On a donc organisé plusieurs dispositifs destinés à favoriser, pour
chaque niveau de classe, des parcours individualisés : en sixième, des
"groupes de compétences" ont été créés en mathématiques, après
évaluation, avec l'aide des assistants pédagogiques. "Nous avons clairement expliqué que la
réussite aux devoirs permettrait de aux élèves de passer dans le groupe
supérieur, valorisant ainsi le goût de l'effort". En cinquième,
les élèves perturbateurs ont été sortis de la classe avec une prise en
charge spécifique, y compris ouverte sur des activités culturelles, qui a
permis d'arriver à de réelles remotivations. En quatrième, les élèves
ont aussi été invités à s'inscrire volontairement à des blocs de dix
heures de soutien disciplinaire. En troisième, c'est la présentation
orale d'un rapport de stage devant un jury qui a permis de mettre en
œuvre des compétences transversales/ Mais il faut aussi savoir
arrêter un dispositif lorsqu'il a des effets contre-productifs : "certains de nos élèves ont demandé à
réintégrer les classes ordinaires et nous avons arrêté un dispositif de
lutte contre le décrochage que nous avions mis en oeuvre.
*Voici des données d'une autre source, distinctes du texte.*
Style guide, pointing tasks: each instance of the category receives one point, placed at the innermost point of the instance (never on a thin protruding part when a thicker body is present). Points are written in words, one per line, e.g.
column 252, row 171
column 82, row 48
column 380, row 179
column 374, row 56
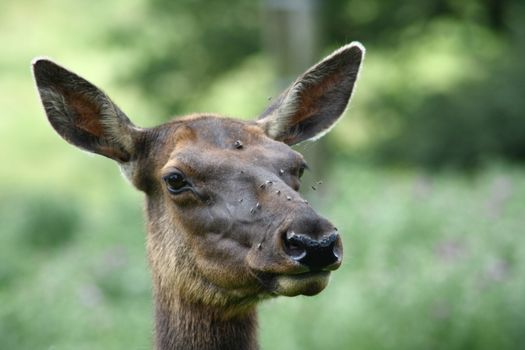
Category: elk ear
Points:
column 316, row 100
column 82, row 114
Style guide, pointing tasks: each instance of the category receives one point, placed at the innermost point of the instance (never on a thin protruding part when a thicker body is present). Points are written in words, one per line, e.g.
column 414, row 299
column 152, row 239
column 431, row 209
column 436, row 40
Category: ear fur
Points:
column 311, row 106
column 82, row 114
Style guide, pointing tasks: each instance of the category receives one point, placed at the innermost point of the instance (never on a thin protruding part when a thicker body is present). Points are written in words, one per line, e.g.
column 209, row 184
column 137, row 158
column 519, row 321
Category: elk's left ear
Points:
column 316, row 100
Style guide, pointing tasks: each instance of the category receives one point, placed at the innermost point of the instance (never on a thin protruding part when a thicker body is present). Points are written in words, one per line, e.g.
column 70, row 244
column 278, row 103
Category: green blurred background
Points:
column 424, row 176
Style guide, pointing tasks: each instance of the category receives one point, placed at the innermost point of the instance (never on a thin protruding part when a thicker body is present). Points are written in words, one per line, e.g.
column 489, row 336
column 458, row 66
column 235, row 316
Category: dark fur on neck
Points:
column 182, row 326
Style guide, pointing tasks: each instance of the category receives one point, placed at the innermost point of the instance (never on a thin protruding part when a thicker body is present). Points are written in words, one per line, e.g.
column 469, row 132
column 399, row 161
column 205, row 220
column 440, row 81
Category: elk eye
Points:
column 176, row 182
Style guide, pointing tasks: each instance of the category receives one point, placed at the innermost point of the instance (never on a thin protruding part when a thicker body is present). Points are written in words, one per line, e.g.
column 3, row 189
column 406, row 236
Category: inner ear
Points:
column 82, row 114
column 86, row 113
column 316, row 100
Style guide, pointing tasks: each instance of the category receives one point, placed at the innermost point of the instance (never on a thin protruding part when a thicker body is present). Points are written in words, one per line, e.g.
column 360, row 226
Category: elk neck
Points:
column 182, row 326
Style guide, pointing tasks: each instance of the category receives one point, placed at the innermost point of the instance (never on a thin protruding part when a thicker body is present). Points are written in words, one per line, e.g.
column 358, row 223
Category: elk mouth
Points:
column 306, row 283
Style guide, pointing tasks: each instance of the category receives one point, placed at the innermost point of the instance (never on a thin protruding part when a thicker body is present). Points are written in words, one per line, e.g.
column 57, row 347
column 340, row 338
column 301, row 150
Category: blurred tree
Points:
column 436, row 102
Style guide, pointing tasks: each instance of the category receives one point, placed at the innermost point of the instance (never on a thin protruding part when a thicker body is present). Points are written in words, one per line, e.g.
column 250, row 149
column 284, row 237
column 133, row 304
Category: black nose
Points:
column 315, row 254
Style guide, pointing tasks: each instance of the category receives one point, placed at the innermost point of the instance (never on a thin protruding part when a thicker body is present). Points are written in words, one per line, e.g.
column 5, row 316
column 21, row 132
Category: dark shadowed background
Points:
column 424, row 175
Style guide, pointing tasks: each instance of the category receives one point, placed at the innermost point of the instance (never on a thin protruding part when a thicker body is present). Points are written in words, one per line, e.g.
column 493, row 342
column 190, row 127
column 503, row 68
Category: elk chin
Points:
column 309, row 284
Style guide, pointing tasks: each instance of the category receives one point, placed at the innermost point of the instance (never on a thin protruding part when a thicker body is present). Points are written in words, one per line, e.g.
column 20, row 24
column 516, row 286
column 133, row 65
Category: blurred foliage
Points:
column 441, row 80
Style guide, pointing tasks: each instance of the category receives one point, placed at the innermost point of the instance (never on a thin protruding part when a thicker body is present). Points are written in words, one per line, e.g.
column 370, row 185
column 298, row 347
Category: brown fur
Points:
column 219, row 241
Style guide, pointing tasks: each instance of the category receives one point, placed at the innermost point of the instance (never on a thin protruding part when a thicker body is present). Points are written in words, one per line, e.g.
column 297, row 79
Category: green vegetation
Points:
column 434, row 260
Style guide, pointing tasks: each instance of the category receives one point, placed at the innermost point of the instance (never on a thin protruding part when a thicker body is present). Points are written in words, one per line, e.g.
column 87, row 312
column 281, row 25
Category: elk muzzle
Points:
column 316, row 255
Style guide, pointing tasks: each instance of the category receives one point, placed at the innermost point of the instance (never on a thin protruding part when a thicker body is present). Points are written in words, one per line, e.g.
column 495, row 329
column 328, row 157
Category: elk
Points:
column 226, row 225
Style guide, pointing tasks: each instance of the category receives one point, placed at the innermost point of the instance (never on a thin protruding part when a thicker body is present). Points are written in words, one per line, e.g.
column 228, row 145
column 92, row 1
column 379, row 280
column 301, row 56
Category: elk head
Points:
column 226, row 224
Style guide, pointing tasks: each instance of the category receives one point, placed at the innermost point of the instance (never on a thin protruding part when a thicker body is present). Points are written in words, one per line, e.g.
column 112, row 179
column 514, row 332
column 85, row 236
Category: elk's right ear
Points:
column 82, row 114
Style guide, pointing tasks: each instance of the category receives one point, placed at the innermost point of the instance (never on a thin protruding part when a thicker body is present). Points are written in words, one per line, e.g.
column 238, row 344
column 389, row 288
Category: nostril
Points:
column 293, row 245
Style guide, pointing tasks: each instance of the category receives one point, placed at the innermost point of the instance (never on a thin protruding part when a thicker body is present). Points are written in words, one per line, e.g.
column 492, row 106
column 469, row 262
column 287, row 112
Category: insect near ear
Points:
column 176, row 182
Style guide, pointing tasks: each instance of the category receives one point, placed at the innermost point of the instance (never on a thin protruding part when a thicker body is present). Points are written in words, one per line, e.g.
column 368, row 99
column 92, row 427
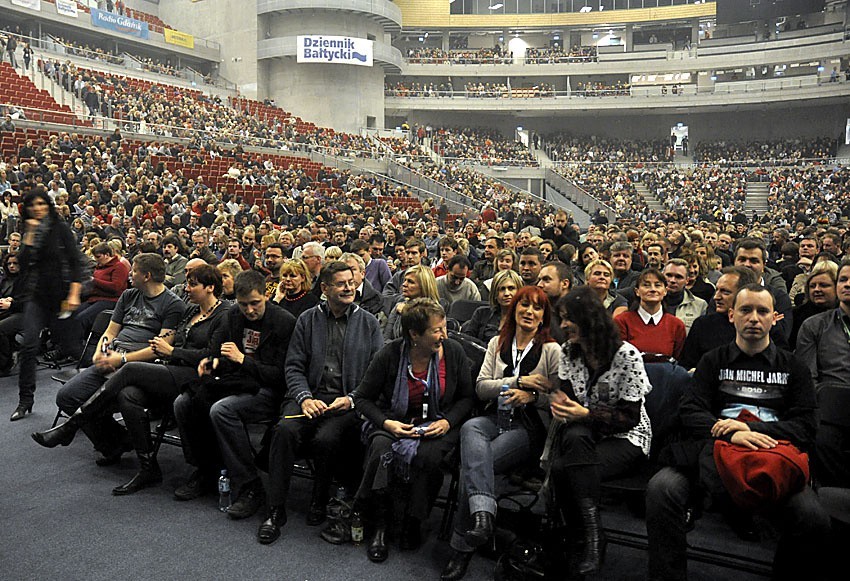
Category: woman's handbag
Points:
column 760, row 479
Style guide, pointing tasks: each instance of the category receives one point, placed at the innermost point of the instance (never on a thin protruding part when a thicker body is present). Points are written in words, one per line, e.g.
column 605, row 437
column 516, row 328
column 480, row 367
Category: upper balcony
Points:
column 387, row 14
column 721, row 97
column 384, row 55
column 823, row 43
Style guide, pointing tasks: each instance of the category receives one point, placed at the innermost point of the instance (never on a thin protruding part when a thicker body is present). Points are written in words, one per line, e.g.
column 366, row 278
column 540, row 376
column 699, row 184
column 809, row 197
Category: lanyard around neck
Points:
column 517, row 357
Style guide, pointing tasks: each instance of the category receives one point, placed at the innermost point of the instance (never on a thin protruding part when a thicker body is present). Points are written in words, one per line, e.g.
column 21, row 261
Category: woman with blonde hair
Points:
column 332, row 253
column 821, row 295
column 229, row 270
column 418, row 282
column 293, row 292
column 506, row 259
column 599, row 275
column 117, row 246
column 487, row 320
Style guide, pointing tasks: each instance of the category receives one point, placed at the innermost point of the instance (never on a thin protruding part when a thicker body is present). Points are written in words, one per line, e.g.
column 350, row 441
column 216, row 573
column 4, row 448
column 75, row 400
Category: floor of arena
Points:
column 61, row 521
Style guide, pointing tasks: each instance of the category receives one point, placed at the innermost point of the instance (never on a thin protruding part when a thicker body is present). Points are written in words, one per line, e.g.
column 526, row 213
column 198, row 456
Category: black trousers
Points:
column 139, row 387
column 832, row 457
column 327, row 440
column 426, row 475
column 585, row 459
column 802, row 521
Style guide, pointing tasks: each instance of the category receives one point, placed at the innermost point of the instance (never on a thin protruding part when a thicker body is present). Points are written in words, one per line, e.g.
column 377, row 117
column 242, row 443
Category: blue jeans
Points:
column 803, row 524
column 107, row 435
column 484, row 452
column 35, row 318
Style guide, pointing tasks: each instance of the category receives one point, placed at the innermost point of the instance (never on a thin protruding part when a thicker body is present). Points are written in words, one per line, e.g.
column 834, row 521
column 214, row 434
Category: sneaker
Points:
column 251, row 498
column 195, row 487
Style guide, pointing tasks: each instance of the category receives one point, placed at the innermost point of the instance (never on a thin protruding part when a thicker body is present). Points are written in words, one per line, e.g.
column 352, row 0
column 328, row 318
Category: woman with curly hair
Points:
column 601, row 428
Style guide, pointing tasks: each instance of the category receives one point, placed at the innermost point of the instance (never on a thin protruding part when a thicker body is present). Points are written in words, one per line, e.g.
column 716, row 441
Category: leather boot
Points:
column 378, row 550
column 148, row 475
column 482, row 529
column 269, row 530
column 64, row 434
column 455, row 569
column 318, row 504
column 594, row 538
column 411, row 534
column 61, row 435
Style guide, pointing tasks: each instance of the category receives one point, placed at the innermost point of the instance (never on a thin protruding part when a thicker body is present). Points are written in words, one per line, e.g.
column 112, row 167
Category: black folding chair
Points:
column 461, row 311
column 101, row 322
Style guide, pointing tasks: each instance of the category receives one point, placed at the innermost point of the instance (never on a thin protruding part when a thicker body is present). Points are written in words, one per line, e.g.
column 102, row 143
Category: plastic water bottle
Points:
column 223, row 492
column 506, row 412
column 356, row 528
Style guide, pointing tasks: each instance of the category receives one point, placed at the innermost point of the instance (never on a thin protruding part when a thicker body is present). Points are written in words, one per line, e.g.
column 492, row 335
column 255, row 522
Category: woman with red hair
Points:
column 524, row 358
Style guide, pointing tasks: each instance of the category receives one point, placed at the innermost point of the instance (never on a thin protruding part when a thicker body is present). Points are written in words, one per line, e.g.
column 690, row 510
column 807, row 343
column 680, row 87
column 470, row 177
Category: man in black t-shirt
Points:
column 141, row 313
column 246, row 386
column 749, row 376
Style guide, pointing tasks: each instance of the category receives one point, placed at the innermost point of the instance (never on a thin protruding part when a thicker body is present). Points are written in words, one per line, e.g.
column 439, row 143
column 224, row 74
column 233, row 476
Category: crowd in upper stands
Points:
column 497, row 55
column 472, row 89
column 121, row 192
column 774, row 152
column 481, row 144
column 344, row 287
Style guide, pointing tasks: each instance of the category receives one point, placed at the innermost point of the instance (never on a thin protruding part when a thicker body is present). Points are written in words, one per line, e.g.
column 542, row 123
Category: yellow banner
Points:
column 179, row 38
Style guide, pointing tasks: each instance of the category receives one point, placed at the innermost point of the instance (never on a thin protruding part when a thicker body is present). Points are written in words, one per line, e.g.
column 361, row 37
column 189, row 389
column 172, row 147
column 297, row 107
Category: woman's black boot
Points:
column 64, row 434
column 455, row 569
column 482, row 529
column 61, row 435
column 594, row 538
column 378, row 551
column 149, row 474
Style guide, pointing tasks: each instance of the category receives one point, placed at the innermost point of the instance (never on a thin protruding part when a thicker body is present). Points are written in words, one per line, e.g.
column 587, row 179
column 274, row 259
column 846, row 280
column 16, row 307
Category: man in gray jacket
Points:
column 330, row 350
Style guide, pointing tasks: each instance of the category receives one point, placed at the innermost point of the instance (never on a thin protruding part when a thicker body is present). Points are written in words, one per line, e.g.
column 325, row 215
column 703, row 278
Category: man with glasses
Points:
column 313, row 255
column 484, row 268
column 414, row 251
column 245, row 385
column 11, row 313
column 330, row 350
column 234, row 251
column 202, row 249
column 376, row 270
column 272, row 263
column 454, row 285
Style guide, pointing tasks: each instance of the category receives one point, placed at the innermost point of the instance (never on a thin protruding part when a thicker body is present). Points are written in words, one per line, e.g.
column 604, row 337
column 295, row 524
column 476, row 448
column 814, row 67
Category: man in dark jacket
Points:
column 365, row 296
column 748, row 377
column 246, row 386
column 330, row 350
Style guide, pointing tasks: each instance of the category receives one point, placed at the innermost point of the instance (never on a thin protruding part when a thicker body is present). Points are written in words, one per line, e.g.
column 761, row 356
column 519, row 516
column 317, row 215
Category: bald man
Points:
column 180, row 289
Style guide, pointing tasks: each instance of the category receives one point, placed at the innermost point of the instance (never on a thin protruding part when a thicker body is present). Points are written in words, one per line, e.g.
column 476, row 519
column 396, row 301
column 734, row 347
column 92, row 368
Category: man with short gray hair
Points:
column 365, row 294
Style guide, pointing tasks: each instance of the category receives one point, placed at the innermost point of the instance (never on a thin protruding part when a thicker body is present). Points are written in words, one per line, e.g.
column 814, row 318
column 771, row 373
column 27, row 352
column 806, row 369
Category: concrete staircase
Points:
column 541, row 157
column 59, row 94
column 680, row 159
column 652, row 200
column 756, row 201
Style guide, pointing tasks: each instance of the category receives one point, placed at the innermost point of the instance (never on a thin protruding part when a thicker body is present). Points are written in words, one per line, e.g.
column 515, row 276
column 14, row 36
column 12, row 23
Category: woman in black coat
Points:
column 138, row 386
column 415, row 395
column 51, row 265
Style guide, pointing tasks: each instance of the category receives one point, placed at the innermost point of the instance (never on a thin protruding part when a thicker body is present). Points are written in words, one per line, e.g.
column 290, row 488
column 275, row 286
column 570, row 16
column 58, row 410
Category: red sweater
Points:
column 109, row 281
column 667, row 337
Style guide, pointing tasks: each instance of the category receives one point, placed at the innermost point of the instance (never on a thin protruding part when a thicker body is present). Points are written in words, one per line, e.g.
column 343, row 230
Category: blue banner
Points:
column 118, row 23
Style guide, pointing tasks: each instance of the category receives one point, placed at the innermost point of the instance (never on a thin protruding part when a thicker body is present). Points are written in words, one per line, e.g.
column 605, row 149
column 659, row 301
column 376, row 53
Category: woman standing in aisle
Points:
column 51, row 265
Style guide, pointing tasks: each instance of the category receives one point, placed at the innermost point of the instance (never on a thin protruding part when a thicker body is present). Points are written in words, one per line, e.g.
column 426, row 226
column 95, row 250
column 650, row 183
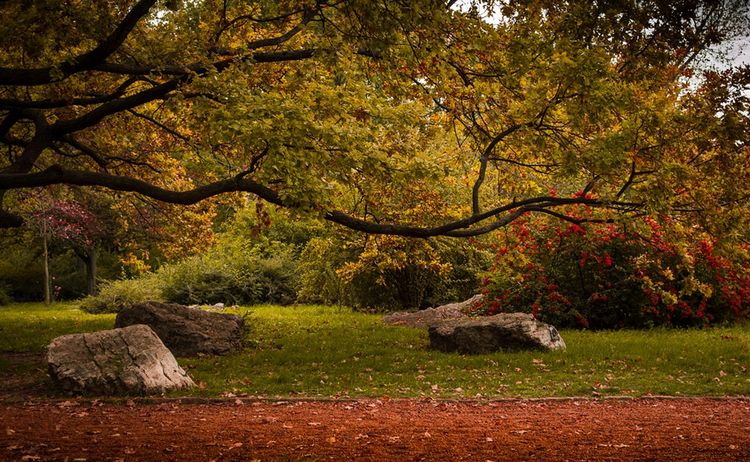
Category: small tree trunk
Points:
column 47, row 291
column 91, row 271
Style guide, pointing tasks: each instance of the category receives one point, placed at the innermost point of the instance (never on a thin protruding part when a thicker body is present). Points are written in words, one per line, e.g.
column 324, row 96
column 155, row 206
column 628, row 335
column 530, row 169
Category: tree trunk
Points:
column 47, row 291
column 91, row 271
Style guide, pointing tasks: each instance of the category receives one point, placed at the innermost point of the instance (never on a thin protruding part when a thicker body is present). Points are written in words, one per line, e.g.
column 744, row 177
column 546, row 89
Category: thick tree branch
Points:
column 457, row 228
column 45, row 75
column 483, row 165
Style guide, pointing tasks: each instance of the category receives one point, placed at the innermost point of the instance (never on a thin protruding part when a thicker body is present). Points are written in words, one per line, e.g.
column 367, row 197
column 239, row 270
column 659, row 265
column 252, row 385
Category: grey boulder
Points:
column 505, row 331
column 187, row 331
column 120, row 361
column 430, row 316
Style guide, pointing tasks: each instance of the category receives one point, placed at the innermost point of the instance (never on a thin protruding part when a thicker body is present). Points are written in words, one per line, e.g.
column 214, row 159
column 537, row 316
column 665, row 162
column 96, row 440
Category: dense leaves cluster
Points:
column 615, row 275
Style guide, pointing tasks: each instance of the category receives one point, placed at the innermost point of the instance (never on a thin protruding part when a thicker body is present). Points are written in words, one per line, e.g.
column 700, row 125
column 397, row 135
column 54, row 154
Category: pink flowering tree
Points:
column 70, row 222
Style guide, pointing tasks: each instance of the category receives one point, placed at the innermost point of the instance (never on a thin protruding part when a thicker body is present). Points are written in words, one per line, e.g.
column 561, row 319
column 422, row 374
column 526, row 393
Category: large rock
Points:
column 184, row 330
column 131, row 360
column 506, row 331
column 430, row 316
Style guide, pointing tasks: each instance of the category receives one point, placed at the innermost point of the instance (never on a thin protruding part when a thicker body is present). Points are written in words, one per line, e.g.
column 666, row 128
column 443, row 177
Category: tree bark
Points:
column 47, row 291
column 91, row 288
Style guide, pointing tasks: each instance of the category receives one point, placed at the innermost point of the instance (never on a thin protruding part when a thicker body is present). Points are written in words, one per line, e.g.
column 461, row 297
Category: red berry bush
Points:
column 607, row 276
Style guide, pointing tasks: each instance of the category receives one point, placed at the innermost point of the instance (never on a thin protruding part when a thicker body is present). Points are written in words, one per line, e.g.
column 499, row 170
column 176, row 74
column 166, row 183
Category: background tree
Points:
column 299, row 101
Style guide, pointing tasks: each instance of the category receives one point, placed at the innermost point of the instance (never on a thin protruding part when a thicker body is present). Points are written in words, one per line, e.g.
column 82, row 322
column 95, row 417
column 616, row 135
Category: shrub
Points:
column 229, row 274
column 385, row 273
column 5, row 299
column 605, row 276
column 114, row 295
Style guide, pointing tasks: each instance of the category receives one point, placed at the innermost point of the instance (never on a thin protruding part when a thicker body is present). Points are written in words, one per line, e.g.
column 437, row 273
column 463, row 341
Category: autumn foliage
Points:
column 601, row 276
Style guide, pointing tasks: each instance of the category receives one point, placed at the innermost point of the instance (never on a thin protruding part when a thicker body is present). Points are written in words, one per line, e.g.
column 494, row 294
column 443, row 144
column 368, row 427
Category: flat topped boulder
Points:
column 187, row 331
column 505, row 331
column 430, row 316
column 132, row 360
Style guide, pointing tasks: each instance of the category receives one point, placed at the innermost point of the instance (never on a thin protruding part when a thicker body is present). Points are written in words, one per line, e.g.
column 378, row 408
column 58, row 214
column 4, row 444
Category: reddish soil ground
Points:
column 403, row 430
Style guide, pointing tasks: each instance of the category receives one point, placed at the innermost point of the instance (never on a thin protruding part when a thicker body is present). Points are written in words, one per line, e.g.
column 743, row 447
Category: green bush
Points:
column 114, row 295
column 233, row 274
column 5, row 299
column 372, row 288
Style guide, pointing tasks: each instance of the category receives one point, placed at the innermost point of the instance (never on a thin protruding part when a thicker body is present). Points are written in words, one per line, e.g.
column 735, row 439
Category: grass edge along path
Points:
column 319, row 352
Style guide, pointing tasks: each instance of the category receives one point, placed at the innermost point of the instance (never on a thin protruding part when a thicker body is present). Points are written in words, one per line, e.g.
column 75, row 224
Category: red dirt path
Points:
column 403, row 430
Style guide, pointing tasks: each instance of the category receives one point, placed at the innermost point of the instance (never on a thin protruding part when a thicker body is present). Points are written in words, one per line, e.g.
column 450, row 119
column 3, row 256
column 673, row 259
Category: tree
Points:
column 305, row 102
column 65, row 220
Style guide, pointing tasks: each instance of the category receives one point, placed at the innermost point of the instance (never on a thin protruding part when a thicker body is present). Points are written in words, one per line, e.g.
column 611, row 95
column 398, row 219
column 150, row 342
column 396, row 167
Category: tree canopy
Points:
column 418, row 118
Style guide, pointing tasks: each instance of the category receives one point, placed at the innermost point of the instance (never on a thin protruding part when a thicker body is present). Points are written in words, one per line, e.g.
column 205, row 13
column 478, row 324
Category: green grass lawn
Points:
column 317, row 351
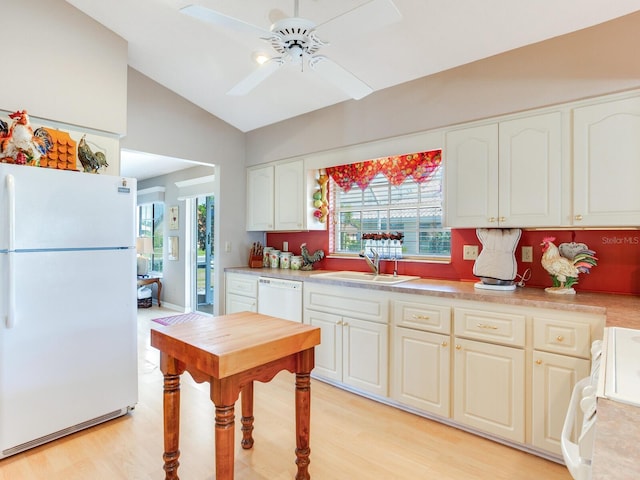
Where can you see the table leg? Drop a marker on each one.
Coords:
(303, 414)
(171, 401)
(224, 442)
(246, 395)
(159, 283)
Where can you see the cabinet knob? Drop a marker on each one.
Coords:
(485, 326)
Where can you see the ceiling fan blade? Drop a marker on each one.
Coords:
(256, 77)
(276, 15)
(217, 18)
(342, 78)
(364, 18)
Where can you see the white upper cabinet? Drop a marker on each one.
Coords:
(280, 198)
(606, 164)
(530, 171)
(471, 165)
(290, 202)
(506, 174)
(260, 205)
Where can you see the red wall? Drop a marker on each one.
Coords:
(618, 252)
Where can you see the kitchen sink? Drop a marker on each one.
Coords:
(366, 277)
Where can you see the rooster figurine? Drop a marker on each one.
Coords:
(309, 259)
(91, 162)
(565, 264)
(21, 144)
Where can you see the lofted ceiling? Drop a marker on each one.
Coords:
(201, 61)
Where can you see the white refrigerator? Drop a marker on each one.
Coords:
(68, 338)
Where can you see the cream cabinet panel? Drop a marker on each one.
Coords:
(530, 171)
(290, 202)
(553, 379)
(419, 315)
(365, 354)
(354, 326)
(489, 386)
(506, 174)
(564, 337)
(328, 355)
(486, 325)
(241, 293)
(260, 206)
(471, 170)
(421, 370)
(606, 164)
(237, 303)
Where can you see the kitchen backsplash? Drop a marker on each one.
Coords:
(618, 253)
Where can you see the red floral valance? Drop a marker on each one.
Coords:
(419, 165)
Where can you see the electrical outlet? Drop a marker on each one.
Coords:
(469, 252)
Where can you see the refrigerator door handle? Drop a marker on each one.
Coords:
(10, 321)
(11, 205)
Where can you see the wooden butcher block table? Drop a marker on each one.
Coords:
(231, 352)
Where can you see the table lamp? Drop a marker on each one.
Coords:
(144, 246)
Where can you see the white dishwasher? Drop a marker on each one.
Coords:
(280, 298)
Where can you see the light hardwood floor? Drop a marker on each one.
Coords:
(352, 438)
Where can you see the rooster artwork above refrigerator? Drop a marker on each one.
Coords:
(68, 343)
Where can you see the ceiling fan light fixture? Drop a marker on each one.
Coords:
(260, 57)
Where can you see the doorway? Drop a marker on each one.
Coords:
(204, 221)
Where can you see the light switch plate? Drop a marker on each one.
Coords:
(469, 252)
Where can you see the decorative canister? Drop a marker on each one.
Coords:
(266, 262)
(274, 258)
(285, 259)
(296, 262)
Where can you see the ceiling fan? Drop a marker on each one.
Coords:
(295, 41)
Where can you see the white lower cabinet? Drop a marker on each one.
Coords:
(503, 370)
(561, 357)
(489, 388)
(421, 360)
(553, 379)
(422, 370)
(354, 348)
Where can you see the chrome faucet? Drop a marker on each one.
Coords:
(374, 264)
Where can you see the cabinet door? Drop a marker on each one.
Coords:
(472, 177)
(489, 383)
(366, 355)
(606, 164)
(328, 355)
(421, 370)
(260, 198)
(290, 202)
(530, 171)
(238, 303)
(553, 379)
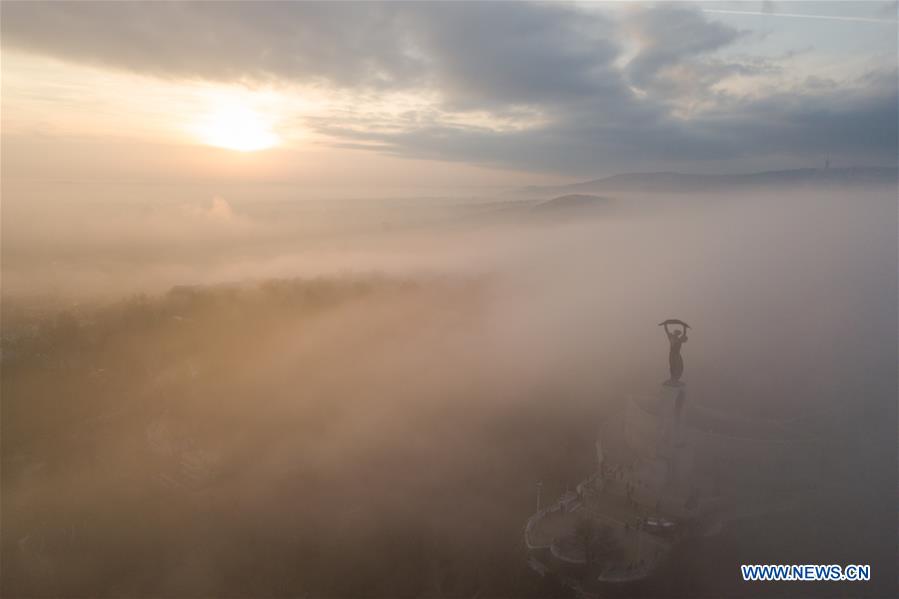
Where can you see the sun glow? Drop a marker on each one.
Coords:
(237, 127)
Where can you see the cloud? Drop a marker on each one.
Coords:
(550, 87)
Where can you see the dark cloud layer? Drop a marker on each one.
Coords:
(599, 108)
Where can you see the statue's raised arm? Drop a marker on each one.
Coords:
(676, 339)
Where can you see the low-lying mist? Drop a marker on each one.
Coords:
(228, 397)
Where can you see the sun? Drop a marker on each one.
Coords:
(237, 127)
Et la classe
de troisième d'insertion continue à poser de gros problèmes de
comportement". La salle acquiesce devant la posture modeste du
chef d'établissement, qui ose dire ce qui ne fonctionne pas comme on
l'avait prévu initialement...
Didier Broque, élu à la Courneuve et
directeur d'école, s'intéresse aux parcours des élèves de sa commune,
grâce à un Observatoire articulé sur les dispositifs de réussite
éducative, sous la responsabiltié d'Oliver
Mauffray. "Nous avons beaucoup
de programmes sans que les évaluations nous permettent les
coordinations nécessaires, au-delà des "publics" avec qui nous
travaillons". Comment ces jeunes peuvent-ils être amenés à
se prendre en charge pour devenir citoyens ? Comment ne jamais oublier
la famille dans les projets que nous montons avec eux ? La ville peut
être à l'origine de projets, ou accompagner ceux des autres avec ses
moyens financiers. Un partenariat avec la ville d'Echirolles (38) a
permis de monter un "projet montagne" en construisant le budget, en
favorisant les échanges, en structurant des groupes. Les éducateurs de
la ville travaillent avec les adolescents sur leur parcours scolaire et
leur orientation, informent des différentes structures disponibles
(micro-lycée, stages...) "Dans nos
cités, la vie extérieure et ses hiérarchies sont très importantes. Il
faut prendre en compte les interactions entre la cité et le collège,
pour ne pas transformer le lieu d'éducation en "irréductibles
gaulois". C'est la connaissance de nos publics qui est
déterminante, et trop souvent défaillante dans de nombreuses zones
d'éducation prioritaires" concluent les deux franciliens.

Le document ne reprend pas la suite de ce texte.